1 de noviembre de 2017

Concurso de Cuento corto: La Paz se hace letra 20.17: Un perpetuo ensueño



Un perpetuo ensueño
                                                                       Por: Hilda

El mejor momento del día es cuando estás a punto de despertar; pero aún no lo haces. Cuando tus músculos están totalmente relajados y todavía no eres consciente de la realidad. Ahí sonrío y me concentro. Congelo esa sensación para tenerla el resto del día. La felicidad es ser inconsciente de la realidad, porque esta se encuentra plagada de tristezas, hambre y pobreza. Esa relajación todos los días se la quiero provocar al mundo. Que se olviden de lo demás mientras la risa los posee y les hace cosquillas por todo el cuerpo. 

Desde los seis años me di cuenta del poder de vivir en ensoñaciones. Mi vida es ser payaso. Río por vivir y vivo por hacer reír. Fui testigo de los horrores de la violencia, el egoísmo y la ambición. Nací en Cracovia, Polonia, el 1 de Enero de 1910. Mi padre murió en manos de unos soldados austriacos cuando se negó a entregar sus tierras a unos desconocidos.

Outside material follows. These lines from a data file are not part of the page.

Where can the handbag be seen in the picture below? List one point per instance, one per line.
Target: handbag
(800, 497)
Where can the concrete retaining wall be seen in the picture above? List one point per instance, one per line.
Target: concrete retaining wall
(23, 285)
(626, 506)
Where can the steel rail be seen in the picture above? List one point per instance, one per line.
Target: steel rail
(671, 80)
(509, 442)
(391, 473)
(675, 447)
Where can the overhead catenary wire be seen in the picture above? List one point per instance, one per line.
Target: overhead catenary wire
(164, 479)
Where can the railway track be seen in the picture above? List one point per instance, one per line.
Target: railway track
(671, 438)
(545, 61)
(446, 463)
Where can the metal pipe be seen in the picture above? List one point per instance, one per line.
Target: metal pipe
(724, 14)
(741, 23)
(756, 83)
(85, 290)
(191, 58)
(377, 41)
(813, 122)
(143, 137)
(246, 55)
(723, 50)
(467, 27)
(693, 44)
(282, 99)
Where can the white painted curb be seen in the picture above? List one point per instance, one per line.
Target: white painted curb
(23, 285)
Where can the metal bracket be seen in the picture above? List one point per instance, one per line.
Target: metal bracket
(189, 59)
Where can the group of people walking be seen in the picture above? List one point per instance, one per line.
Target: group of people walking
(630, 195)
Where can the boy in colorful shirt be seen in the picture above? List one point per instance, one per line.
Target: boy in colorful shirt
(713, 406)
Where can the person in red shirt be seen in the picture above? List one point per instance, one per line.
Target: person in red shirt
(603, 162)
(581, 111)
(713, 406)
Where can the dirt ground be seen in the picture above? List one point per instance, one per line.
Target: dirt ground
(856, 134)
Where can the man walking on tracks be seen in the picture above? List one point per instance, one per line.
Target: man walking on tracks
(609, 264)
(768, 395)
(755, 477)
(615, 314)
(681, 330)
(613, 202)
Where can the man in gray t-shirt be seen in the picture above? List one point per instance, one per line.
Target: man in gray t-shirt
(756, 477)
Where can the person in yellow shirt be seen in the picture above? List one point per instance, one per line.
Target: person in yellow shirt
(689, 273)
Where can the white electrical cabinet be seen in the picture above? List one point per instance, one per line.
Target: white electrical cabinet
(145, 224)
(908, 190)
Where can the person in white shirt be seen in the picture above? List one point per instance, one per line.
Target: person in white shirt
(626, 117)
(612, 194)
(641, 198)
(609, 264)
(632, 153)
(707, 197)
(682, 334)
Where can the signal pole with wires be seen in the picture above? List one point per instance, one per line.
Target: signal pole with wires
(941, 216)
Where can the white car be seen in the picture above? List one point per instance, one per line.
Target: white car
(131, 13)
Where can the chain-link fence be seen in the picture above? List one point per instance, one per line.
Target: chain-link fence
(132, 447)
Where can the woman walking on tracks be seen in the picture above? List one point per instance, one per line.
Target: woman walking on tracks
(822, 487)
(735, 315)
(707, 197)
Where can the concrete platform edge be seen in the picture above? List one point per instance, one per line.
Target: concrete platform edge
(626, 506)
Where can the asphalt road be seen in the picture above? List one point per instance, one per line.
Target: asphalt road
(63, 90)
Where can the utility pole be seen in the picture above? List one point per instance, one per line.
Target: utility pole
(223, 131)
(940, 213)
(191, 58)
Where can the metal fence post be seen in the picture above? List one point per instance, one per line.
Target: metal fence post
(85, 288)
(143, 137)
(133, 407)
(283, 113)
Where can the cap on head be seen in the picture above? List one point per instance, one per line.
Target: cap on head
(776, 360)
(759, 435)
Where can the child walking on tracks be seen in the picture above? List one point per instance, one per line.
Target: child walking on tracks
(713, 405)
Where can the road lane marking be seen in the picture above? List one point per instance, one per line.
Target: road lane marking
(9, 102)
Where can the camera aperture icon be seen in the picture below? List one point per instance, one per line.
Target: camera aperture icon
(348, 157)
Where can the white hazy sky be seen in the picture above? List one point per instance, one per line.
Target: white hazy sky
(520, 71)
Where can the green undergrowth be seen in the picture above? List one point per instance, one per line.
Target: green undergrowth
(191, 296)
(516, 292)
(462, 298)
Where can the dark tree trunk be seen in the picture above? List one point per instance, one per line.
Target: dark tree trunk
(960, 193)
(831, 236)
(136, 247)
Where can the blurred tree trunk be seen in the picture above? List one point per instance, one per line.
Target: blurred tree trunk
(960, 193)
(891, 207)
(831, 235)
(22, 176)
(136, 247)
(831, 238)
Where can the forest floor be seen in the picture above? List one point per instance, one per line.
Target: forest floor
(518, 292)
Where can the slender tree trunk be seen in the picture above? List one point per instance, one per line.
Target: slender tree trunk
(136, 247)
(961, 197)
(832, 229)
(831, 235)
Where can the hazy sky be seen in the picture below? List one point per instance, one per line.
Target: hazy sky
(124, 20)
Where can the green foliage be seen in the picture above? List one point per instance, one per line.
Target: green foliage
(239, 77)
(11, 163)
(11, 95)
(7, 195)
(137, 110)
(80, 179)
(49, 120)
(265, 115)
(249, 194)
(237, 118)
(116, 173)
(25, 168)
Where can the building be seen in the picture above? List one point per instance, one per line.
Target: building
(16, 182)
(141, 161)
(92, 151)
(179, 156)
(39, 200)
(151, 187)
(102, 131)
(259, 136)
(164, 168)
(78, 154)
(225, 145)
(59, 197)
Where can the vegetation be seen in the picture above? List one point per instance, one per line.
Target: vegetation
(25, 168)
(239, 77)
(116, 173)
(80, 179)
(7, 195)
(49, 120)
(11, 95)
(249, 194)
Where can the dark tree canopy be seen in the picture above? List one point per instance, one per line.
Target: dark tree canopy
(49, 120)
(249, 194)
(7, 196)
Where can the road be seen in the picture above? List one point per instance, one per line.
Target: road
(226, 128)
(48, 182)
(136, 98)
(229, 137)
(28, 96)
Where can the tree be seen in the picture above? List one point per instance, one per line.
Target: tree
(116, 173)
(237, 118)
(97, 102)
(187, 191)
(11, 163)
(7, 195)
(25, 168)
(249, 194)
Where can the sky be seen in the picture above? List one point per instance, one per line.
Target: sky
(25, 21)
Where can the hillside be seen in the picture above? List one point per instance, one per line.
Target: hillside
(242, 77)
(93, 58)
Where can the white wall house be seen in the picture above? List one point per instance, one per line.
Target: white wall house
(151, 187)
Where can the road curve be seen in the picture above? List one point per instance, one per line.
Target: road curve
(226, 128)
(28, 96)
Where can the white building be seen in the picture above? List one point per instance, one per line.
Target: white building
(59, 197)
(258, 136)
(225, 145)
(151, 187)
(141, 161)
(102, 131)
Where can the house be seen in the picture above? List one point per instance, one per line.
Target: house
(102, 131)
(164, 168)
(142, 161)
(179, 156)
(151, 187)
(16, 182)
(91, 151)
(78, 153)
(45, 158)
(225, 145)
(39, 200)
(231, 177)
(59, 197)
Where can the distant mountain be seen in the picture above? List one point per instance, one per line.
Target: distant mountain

Me crie con mi madre y cuatro hermanas entre vacas, gallinas, perros y pasto. Mis hermanas amaban vestirme y pintarme la cara para jugar. Ellas, sin darse cuenta, despertaron en mí el placer por hacerlas reír con mis disfraces. Lo hacía cada vez que recordábamos a papá y ellas empezaban a llorar. Entendí que el mundo podía ser un perpetuo sueño, riendo para no llorar. 

A los diez años decido comprar con mis ahorros una tela de rayas rojas y amarillas. Conseguí unos palos y un pedazo de cartón. Y así, junto con mis hermanas, fundo el circo Maravillas. Al principio sólo iban nuestros vecinos. El número fue creciendo cuando la gente se daba cuenta que podía escapar de la realidad y viajar a un mundo de sueños con cada sonrisa. La guerra quedaba fuera de la carpa. Dentro, las armas eran los globos, los malabares, las luces, las bromas, la música y las carcajadas.

Es 1939, la familia Maravillas ha llegado a Moscú y el público nos ama. El circo lleva más de quince años. Juntos, hemos superados los oscuros recuerdos de la guerra riéndonos de ellos. Este globito de risas ha viajado cosechando carcajadas en medio de lo que parecía sombrío. A pesar de que los años me están tomando factura y los largos inviernos no me dejan respirar, cosecho semillas de esperanza y alegría, y lo haría hasta el último momento.

Hoy quise hacer un número que no acostumbro a hacer. Sigiloso, camino a paso lento de izquierda a derecha del escenario entre la penumbra de una tenue luz azul. Por primera vez la duda apuñaló mi mente. Mis zapatos grandes y narizones se mueven más lento de lo acostumbrado. El naranja alegría de mi traje, hoy es un naranja agonía. Tanta miseria, tanto dolor, tanta indolencia, egoísmo y violencia, ¿cómo soy tan descarado de reírme del mundo cuando este bebe de las penas? Y lo peor, querer que otros se rían sin importar que cuando crucen la puerta de esta carpa la vida los abofetee en medio de la pobreza. La enfermedad me hizo consciente del sufrimiento. Me hizo temerle a la muerte. Siempre viví por hacer reír, olvidándome de que los demás no viven en medio de colores, saltos, serpentinas y sonrisas. Sobreviven entre la miseria de la explotación del trabajo, el abandono, la injusticia, el perpetuo dolor. 

Toda una vida en pedazos, en instantes incontables. La nostalgia abraza mi alma. El frío recorre mi piel. Me arrodillo. Agacho la cabeza y cierro los ojos. Lasya entona sus notas al ritmo de la tristeza del mundo, de mi tristeza por dejar el mundo. Un suspiro del corazón encalambra de frío mis brazos y como siempre quise morir, lo hice con una sonrisa de oreja a oreja por haber hecho olvidar a otros, así fuera por un instante, la crudeza de la vida, de lo inevitable; aún si cuando salen tienen que enfrentar lo injusto. Este cuerpo que tantas carcajadas le robó a la Unión Soviética, a mi amiga, la que ha padecido tanto, hoy los deja en el show de mi vida, con una sonrisa y un llanto amarrado a la garganta, porque no quisiera dejar jamás de hacer sonreír en medio del eterno invierno.